The medial supracondylar line ends at the adductor tubercle, where adductor magnus attaches. These and the other components of the femur are essential for their supportive roles in the flexibility and movement of the body.
On the anterior surface of the femur, there is a structure known as the gluteal tuberosity. This structure is located at the proximal end, which is the end closest to the torso, as well as the part that is connected to the hip joint. The distal end is the part that is furthest away from the torso. At this end is where medial and lateral condyles, medial and lateral epicondyles, and an intercondylar fossa can be found.

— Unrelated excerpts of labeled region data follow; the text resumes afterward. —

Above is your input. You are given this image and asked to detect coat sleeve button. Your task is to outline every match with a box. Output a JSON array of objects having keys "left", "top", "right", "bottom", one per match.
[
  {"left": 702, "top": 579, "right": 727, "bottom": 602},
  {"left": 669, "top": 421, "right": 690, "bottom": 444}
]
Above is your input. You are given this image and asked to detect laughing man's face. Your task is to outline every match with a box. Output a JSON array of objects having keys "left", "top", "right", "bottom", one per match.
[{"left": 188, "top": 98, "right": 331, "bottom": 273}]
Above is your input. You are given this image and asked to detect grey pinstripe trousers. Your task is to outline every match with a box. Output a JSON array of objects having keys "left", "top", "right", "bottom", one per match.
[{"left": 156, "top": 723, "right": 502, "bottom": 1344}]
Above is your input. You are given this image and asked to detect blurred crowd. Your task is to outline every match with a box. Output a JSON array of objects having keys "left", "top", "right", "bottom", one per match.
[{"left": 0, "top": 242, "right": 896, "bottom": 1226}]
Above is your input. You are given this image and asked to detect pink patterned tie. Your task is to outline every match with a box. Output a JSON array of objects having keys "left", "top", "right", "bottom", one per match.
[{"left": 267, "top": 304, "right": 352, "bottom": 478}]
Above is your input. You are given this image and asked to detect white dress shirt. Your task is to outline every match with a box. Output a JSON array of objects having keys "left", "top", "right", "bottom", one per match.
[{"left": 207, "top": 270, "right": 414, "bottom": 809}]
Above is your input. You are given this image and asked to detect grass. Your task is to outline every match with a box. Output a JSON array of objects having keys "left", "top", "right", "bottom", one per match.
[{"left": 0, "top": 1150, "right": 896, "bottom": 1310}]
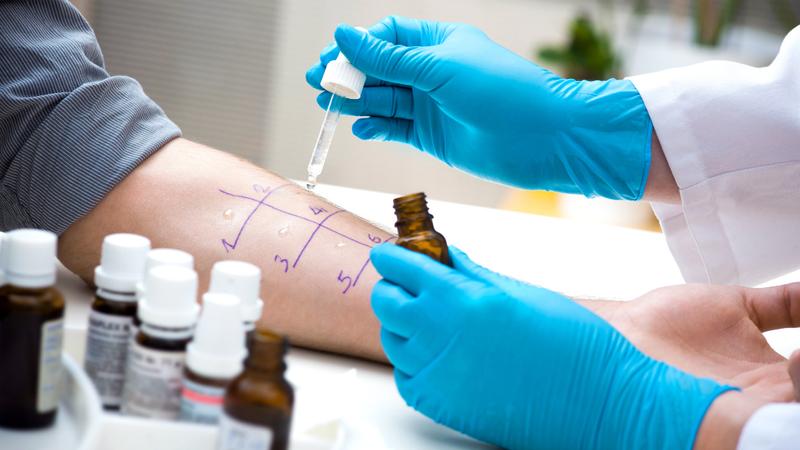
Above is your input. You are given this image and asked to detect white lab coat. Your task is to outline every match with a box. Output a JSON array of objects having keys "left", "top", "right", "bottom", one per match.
[{"left": 631, "top": 27, "right": 800, "bottom": 450}]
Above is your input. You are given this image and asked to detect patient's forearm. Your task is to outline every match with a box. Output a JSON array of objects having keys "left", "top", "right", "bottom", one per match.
[{"left": 59, "top": 139, "right": 393, "bottom": 360}]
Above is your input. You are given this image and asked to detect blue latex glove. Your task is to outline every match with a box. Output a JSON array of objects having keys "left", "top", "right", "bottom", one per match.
[
  {"left": 372, "top": 244, "right": 732, "bottom": 450},
  {"left": 306, "top": 17, "right": 652, "bottom": 200}
]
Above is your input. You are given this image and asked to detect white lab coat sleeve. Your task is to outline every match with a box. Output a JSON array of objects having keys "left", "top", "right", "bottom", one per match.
[
  {"left": 736, "top": 403, "right": 800, "bottom": 450},
  {"left": 630, "top": 27, "right": 800, "bottom": 285}
]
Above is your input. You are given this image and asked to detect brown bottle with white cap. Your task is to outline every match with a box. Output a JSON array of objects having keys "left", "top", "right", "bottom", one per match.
[
  {"left": 84, "top": 233, "right": 150, "bottom": 410},
  {"left": 121, "top": 266, "right": 200, "bottom": 419},
  {"left": 0, "top": 229, "right": 64, "bottom": 428}
]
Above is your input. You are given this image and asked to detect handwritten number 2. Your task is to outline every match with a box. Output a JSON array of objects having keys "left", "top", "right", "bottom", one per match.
[{"left": 272, "top": 255, "right": 289, "bottom": 273}]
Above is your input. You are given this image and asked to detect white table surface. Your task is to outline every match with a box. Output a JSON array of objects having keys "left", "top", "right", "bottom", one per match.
[{"left": 59, "top": 185, "right": 800, "bottom": 450}]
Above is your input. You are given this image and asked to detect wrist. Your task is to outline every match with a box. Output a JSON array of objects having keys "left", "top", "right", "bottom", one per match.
[{"left": 693, "top": 391, "right": 766, "bottom": 450}]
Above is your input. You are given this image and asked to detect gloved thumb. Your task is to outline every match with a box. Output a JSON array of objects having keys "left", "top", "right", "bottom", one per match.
[
  {"left": 789, "top": 350, "right": 800, "bottom": 402},
  {"left": 334, "top": 24, "right": 423, "bottom": 89}
]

The gluteal tuberosity is a bony protrusion which is located on the anterior side at the femur's proximal end. It is important because it is a site of attachment for the gluteal muscles, specifically the gluteus maximus. It is also a prominent landmark for palpation and may be useful for locating the greater trochanter, which is the large protruding bony prominance located on the lateral aspect of the femur.
The medial and lateral condyles are located at the distal end of the femur. The medial condyle is slightly larger than the lateral one and extends farther medially. These structures, along with the medial and lateral epicondyles create the articulating surface of the knee joint. The medial and lateral epicondyles, which are located above the condyles, are also sites of attachment for various muscles that aid in the movement of the knee.
In between the lateral and medial condyles lies the intercondylar fossa. This is a depression located within the two condyles that provides space for the cruciate ligaments, which connect the femur and tibia. Without these ligaments, the knee joint would not have stability and could not move freely.
The distal end of the femur is a complex area because of the number of structures that can be found there. Together, these features help to provide important sites of attachment and stability for the knee joint. Knowing the anatomy of the anterior surface can help medical and health professionals to understand how the knee works and to evaluate any structural problems that may be present.